The three children - Rugui, four, Oummu Salima, three, and one-year-old Alpha Oumar - clearly have their daily dose of parental love. Oblivious to today's travel plans, they spring off the sofa to greet him when he walks into their Buġibba apartment - the only home they've known so far.
Behind them their 25-year-old mother sits on the sofa. "Her name is Fanta, like the drink," her husband teases as he explains that she does not speak much English. Yet she manages to voice her enthusiasm for her family's new future: "I am very happy," she says shyly.
Mr Kabba and his family are among the 200 immigrants who benefited from the US resettlement programme since it was launched in 2007. The programme is a collaborative partnership between the UNHCR, the International Office of Migration, the US Department of Homeland Security, and a number of local non-governmental organisations.
Back in Sierra Leone Mr Kabba worked as a farmer when the civil war broke out. Determined to find a better and safer future, in 1998 he travelled to the neighbouring country, Guinea, that became home to up to half a million refugees fleeing fighting in Sierra Leone and Liberia. He was lucky enough to have escaped persecution or have any of his limbs hacked off by rebels.
While in Guinea Mr Kabba met Fanta. "Guinea was no longer a place for me to build a new life. I took my wife to the embassy and we stayed there a few days... We were told we'd be evacuated back to Sierra Leone. I told my wife I was not going back. I preferred to go to another country. But she wanted to go back."
The couple parted ways. He left for Senegal where he met a few friends who mentioned a country in Europe that was a Commonwealth member. They caught a flight to this place he had never heard of - Malta.
Surely enough, on arrival, they were detained at the airport as they did not have a travelling visa.
After spending seven months in detention Mr Kabba was granted refugee status.

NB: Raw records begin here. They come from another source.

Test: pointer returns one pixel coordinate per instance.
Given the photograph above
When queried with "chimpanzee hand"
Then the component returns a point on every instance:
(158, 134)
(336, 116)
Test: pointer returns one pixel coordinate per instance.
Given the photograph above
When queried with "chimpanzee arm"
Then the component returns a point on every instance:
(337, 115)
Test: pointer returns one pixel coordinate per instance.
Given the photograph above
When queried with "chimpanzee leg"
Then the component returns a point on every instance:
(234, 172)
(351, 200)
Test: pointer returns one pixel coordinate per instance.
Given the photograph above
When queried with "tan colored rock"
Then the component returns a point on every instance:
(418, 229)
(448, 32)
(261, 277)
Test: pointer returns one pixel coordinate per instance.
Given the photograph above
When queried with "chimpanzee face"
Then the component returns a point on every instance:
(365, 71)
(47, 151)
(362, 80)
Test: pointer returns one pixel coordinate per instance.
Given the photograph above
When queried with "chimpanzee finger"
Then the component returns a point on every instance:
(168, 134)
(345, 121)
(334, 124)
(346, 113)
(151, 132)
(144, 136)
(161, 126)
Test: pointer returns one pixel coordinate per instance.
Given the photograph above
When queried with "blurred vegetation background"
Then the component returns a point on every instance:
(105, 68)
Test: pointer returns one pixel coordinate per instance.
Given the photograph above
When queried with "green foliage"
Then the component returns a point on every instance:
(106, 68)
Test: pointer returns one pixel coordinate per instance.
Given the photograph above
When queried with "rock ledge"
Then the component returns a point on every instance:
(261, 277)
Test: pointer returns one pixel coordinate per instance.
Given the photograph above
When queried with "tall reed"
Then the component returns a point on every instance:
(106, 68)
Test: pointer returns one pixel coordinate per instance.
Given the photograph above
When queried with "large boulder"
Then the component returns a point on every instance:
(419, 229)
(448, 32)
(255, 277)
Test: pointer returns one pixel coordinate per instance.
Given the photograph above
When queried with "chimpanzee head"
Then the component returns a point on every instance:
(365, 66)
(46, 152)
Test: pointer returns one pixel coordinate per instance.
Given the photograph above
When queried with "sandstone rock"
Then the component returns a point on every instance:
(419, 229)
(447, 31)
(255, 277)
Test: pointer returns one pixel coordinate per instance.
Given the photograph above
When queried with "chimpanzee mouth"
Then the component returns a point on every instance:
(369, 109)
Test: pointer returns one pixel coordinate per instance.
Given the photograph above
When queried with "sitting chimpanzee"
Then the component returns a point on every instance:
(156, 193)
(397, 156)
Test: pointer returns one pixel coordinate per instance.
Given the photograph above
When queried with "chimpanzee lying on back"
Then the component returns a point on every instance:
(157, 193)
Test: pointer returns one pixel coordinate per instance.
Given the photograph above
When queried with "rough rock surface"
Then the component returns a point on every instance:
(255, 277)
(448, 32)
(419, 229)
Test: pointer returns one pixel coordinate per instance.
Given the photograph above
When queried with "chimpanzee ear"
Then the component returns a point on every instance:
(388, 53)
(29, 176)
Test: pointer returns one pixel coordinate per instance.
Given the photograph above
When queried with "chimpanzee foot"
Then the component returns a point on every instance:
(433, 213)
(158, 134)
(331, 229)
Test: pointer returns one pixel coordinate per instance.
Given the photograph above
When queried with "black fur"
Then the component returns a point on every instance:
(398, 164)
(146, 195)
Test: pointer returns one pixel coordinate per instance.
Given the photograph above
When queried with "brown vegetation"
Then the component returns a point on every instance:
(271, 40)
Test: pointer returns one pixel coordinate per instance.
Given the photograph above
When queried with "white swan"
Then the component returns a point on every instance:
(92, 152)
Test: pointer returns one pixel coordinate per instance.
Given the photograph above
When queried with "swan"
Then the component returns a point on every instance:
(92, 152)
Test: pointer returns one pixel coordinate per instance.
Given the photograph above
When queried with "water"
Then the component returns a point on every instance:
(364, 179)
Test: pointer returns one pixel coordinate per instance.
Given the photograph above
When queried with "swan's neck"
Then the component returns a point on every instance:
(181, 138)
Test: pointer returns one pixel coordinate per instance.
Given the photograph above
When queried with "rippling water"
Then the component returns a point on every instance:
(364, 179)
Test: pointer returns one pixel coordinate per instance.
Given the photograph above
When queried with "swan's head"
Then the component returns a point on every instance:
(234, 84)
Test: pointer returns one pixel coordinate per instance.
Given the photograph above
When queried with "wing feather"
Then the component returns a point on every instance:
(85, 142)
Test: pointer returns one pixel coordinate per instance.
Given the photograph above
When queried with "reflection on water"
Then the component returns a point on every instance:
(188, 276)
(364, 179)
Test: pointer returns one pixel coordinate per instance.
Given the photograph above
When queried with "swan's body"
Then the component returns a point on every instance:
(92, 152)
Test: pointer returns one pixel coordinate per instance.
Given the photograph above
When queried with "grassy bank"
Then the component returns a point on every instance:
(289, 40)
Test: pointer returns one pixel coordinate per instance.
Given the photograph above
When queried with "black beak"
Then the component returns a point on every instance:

He started working in construction and, when he felt settled enough, his wife joined him in October 2003. They moved into an apartment in Valletta where she gave birth to their first daughter.
They then moved to the bigger Buġibba apartment where she gave birth to their other daughter and son. Meanwhile, he applied to be resettled in the US and was thrilled to learn that his request had been accepted.
Looking back at the time spent in Malta, Mr Kabba says: "Everywhere you go in the world you find good and bad. But it's best to talk about the good. Maltese people they are kind and very good. There are some who are very angry because there are so many immigrants now in Malta, so they treat us how they feel. But these people, we don't mind them because we know, even in my country there are people like that. There are people that like foreigners and others that don't," he says matter-of-factly.
"We like Malta. It's safe. But we are here as immigrants. We would like to know what our future is. Me, I've been here for nine years. I don't know exactly who I am. But now, as I get this resettlement, I'm going to start a new life. Now I can start to understand who I am. In Malta I had freedom but, anything I did I had to do as a refugee... I would like to be totally free."